WARNING: No swap limit support
WARNING: No kernel memory limit support


Client:
 Version:           18.06.1-ce
 API version:       1.38
 Go version:        go1.10.7
 Git commit:        e68fc7a215d7
 Built:             Wed Dec 19 10:23:04 2018
 OS/Arch:           linux/amd64
 Experimental:      false

Server:
 Engine:
  Version:          18.06.1-ce
  API version:      1.38 (minimum version 1.12)
  Go version:       go1.10.7
  Git commit:       e68fc7a215d7
  Built:            Tue Aug 21 17:16:31 2018
  OS/Arch:          linux/amd64
  Experimental:     false

docker service logs stops complete on ~$ docker version Client: Version: 18.09.3 API version: 1.39 Go version: go1.10.8 Git commit: 774a1f4 Built: Thu Feb 28 06:40:58 2019 OS/Arch: linux/amd64 Experimental: false

Server: Docker Engine - Community Engine: Version: 18.09.3 API version: 1.39 (minimum version 1.12) Go version: go1.10.8 Git commit: 774a1f4 Built: Thu Feb 28 05:59:55 2019 OS/Arch: linux/amd64 Experimental: false

This seems to be a problem for me now and none of the above seems to help 😕

@wayne-o We had to remove node by node as swarm manager and re-elect them again to managers.
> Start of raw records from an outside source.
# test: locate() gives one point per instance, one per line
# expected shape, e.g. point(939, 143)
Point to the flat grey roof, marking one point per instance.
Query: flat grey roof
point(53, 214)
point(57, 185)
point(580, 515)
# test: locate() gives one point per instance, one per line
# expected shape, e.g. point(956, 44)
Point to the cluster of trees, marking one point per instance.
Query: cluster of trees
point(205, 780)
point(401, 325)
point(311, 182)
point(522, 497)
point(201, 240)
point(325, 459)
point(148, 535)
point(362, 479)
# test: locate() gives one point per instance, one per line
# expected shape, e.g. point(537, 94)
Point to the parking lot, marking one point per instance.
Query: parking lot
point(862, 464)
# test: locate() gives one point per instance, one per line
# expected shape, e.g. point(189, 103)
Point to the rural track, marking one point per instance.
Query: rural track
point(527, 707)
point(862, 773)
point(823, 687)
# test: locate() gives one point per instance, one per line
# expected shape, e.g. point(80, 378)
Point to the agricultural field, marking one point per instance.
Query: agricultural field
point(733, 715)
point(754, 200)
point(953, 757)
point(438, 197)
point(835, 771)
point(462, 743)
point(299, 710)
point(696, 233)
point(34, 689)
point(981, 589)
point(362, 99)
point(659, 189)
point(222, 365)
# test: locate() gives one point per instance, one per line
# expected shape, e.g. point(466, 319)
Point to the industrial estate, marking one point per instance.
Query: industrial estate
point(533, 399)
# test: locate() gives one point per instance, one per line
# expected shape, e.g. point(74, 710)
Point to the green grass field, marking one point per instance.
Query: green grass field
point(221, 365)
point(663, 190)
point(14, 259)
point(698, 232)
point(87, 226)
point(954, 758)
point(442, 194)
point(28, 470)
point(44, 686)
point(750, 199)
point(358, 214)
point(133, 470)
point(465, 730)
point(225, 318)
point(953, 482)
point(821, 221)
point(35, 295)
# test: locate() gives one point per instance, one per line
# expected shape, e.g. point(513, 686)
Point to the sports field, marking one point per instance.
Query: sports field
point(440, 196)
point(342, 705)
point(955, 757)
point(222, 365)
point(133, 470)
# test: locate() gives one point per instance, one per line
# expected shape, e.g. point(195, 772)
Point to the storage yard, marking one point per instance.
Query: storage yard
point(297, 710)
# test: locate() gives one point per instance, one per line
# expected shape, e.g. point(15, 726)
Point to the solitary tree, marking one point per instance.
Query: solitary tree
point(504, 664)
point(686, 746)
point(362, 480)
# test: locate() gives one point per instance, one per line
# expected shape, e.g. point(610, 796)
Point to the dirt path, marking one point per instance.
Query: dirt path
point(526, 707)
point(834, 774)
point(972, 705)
Once all nodes had been through this, it started working again. Tried that as well? 😃

This is affecting us, as well, on 18.06.1-ce, build e68fc7a. I can tail the logs using the id which technically is good enough for us to limp along with.

@dperny Yes I will try to grab some logs today. Thanks for looking into this.